In the archives of the Prefettura of Milan, researchers found two bundles of telegrams sent to the Prefettura during the years from 1933 to 1938, referring to mysterious overflights of aircraft in the skies of Italy. Of about 500 documents, 68 are particularly strange, and at least 9 are strictly about UFOs, with constant references to the existence of a network for the gathering of reports.
The story took on new dimensions in 2023, when former US intelligence official David Grusch, testifying before the United States Congress on unidentified aerial phenomena, referenced the Magenta incident directly. Grusch stated that his information came from "classified briefings" as well as from firsthand sources involved in a "broad US crash-retrieval program," referring to the 1933 crash near Magenta as the earliest known case of a non-human vehicle having been recovered by government officials.

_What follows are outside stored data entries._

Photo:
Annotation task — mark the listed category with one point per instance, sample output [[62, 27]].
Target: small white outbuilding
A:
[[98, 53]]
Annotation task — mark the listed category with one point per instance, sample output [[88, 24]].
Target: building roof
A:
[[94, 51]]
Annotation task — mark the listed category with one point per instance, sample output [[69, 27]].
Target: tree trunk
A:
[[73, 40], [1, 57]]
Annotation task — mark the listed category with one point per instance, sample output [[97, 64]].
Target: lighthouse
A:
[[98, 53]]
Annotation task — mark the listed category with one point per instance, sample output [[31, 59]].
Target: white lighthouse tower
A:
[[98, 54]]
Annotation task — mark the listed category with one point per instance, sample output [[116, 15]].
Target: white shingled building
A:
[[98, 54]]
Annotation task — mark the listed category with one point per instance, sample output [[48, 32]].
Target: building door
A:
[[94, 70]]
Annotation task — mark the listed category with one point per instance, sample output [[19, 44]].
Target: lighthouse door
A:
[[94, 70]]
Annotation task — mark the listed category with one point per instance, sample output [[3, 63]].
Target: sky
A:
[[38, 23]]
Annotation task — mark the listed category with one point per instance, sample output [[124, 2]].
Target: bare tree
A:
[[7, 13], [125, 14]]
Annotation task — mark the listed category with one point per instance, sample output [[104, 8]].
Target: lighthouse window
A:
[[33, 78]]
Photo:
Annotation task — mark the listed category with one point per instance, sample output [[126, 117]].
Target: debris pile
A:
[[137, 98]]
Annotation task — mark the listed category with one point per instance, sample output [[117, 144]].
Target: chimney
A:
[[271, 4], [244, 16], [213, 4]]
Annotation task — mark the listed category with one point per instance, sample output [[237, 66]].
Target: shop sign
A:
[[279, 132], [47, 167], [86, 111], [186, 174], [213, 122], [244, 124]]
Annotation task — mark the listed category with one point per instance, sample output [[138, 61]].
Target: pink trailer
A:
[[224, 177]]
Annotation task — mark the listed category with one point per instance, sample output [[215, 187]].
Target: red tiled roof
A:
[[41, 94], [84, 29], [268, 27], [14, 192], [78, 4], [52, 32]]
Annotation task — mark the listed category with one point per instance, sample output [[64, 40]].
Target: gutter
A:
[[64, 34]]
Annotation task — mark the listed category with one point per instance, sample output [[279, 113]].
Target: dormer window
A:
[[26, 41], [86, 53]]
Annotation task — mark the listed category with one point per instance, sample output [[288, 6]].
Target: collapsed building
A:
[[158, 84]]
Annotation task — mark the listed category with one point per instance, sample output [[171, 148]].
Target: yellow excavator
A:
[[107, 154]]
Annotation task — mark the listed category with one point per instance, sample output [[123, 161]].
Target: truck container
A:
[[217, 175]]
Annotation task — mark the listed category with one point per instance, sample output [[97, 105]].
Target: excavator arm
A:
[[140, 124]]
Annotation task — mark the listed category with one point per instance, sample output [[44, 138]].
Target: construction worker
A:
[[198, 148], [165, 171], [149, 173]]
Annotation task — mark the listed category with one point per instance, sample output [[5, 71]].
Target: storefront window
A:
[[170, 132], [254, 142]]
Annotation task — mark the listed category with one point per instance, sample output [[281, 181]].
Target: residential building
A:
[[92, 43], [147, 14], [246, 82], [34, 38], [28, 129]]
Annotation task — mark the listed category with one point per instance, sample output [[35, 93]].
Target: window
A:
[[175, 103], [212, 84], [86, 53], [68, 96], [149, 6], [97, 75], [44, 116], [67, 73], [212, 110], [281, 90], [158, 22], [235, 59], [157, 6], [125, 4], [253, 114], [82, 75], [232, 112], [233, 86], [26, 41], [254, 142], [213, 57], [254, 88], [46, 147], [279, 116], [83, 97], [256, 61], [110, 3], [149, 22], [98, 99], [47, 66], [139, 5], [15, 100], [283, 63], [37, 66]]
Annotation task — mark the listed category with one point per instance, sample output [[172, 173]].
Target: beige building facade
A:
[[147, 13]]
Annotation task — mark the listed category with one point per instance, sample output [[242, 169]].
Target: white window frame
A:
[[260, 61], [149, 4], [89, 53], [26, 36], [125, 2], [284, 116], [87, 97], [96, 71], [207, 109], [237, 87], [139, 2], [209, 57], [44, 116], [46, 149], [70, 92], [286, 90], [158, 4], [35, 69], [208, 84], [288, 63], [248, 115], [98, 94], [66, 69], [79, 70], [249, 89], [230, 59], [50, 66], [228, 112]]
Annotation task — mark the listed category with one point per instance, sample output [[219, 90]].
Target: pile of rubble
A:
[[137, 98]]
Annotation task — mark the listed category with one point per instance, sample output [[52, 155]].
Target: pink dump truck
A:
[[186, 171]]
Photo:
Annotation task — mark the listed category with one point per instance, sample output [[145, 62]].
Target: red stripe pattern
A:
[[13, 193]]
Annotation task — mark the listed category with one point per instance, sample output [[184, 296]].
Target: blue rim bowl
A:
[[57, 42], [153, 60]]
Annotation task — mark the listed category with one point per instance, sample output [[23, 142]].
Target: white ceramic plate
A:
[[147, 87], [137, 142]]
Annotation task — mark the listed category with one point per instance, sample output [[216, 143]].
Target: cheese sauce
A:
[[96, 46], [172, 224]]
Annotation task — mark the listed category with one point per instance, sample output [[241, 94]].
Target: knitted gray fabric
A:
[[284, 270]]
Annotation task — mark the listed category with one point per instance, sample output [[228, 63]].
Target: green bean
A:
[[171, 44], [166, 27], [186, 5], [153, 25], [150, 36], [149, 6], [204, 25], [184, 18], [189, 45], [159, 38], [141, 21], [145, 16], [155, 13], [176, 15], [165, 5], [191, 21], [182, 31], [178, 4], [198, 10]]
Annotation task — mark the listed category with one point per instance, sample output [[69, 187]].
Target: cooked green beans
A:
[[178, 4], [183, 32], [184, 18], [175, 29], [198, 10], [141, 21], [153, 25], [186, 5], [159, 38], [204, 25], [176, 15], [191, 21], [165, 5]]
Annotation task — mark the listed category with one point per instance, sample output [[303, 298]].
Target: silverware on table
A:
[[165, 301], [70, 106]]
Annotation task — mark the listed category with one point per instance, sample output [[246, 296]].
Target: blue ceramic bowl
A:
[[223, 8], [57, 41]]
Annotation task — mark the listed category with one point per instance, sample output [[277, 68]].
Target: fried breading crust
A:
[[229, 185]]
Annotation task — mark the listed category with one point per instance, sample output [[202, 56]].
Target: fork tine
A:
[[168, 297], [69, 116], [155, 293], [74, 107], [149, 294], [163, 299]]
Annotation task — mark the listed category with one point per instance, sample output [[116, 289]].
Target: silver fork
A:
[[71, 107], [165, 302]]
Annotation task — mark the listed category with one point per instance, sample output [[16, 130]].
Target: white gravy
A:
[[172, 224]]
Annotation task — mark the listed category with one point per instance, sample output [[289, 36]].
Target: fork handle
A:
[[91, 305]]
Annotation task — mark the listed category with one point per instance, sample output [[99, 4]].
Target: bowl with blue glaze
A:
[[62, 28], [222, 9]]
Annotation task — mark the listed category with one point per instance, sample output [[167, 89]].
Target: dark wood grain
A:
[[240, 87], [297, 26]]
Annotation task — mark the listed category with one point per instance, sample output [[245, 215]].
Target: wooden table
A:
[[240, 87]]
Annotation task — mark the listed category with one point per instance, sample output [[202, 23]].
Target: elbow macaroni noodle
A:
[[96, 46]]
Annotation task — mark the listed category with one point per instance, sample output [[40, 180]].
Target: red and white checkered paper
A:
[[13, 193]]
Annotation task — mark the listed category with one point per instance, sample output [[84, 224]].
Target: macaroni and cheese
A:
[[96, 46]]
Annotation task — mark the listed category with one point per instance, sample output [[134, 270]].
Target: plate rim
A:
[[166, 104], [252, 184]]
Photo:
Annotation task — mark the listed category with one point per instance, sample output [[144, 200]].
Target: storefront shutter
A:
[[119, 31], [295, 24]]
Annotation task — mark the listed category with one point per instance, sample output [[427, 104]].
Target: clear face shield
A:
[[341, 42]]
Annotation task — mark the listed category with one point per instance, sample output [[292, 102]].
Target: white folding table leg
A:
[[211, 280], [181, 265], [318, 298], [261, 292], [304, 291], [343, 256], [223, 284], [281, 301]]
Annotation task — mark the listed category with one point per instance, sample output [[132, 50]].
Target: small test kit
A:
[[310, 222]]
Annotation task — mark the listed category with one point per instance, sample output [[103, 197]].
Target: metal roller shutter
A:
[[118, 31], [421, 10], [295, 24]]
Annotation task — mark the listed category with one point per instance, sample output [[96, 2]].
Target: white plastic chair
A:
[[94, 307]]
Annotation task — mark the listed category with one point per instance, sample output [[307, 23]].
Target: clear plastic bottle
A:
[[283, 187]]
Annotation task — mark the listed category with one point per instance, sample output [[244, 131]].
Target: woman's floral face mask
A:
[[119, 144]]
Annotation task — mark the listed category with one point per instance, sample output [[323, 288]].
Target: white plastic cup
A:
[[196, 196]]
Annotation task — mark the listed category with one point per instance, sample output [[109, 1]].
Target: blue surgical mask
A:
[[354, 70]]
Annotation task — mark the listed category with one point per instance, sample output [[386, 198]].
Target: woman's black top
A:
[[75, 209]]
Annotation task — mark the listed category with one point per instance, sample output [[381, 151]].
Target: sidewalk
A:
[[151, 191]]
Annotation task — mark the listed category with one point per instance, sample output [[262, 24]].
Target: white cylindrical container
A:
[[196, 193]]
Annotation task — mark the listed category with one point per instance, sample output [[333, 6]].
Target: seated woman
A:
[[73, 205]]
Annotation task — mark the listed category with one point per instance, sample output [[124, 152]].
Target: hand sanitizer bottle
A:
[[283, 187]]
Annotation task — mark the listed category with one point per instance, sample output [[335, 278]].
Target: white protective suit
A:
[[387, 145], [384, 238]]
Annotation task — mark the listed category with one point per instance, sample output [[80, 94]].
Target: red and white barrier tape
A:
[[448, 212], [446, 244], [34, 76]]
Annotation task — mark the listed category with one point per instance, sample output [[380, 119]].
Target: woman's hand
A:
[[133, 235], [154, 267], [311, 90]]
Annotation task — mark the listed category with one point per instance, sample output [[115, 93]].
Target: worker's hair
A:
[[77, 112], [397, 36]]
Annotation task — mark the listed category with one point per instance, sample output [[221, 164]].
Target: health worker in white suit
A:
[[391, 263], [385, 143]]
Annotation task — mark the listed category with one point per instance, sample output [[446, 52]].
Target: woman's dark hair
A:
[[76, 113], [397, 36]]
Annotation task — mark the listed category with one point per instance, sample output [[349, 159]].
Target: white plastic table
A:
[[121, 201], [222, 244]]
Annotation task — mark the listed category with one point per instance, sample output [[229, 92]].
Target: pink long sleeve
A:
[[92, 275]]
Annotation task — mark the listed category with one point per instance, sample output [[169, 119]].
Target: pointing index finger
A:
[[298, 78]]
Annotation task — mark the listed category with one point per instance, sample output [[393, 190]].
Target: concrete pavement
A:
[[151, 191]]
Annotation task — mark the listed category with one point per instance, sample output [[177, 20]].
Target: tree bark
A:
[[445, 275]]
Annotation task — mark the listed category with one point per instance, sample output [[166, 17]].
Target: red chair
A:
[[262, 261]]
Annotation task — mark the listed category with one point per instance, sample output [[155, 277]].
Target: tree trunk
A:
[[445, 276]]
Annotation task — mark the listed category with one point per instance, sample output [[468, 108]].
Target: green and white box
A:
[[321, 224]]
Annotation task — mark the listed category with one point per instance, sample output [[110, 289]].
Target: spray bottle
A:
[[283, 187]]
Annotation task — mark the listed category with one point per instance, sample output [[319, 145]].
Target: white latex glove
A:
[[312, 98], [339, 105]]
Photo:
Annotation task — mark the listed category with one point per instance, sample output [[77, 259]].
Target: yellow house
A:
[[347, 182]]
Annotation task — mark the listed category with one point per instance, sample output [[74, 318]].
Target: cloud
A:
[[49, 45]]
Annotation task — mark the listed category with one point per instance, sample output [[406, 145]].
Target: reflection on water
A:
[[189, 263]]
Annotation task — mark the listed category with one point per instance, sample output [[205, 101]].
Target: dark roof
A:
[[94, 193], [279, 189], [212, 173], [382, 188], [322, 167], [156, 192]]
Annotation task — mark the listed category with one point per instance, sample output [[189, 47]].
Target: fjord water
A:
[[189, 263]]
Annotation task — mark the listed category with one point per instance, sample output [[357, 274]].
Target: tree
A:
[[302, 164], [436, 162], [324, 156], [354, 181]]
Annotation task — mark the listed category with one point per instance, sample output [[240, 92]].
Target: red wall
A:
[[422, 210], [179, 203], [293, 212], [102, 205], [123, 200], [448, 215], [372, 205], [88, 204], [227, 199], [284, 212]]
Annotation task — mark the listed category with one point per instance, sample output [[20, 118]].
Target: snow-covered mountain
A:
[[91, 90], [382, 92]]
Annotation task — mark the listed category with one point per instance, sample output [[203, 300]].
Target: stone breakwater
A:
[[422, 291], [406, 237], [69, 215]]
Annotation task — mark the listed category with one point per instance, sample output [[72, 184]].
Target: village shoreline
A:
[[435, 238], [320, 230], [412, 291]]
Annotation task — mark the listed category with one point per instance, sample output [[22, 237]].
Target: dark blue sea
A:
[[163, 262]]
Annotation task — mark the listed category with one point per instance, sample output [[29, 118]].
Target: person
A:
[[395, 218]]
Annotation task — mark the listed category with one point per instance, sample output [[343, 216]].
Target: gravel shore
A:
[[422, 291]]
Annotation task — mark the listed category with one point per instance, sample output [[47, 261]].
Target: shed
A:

Some sources also claim that Winston Churchill and Mussolini carried on secret correspondence about the 1933 crash, and that in April 1945, the 1st Armored Division captured the Marchetti Aviation Facility where the 1933 Magenta UFO was kept, and that it was subsequently brought to the United States. These claims remain entirely unverified.
The mainstream scientific and historical community remains deeply sceptical. No independent archive has corroborated the existence of Cabinet RS/33, and all the primary documents trace back to a single anonymous source. The credibility of the case is hindered by a lack of official corroboration and limited public access to original documentation.
What is harder to dismiss is the broader context. Italy in the 1930s was one of the world's leading nations in aviation and aeronautics, operating under a regime with both the appetite for secrecy and the institutional machinery to enforce it. Whether the documents are genuine, elaborate fabrications, or something in between, the story of Mussolini's UFO has outlasted almost every other claim in the history of Italian ufology, and shows no signs of going away.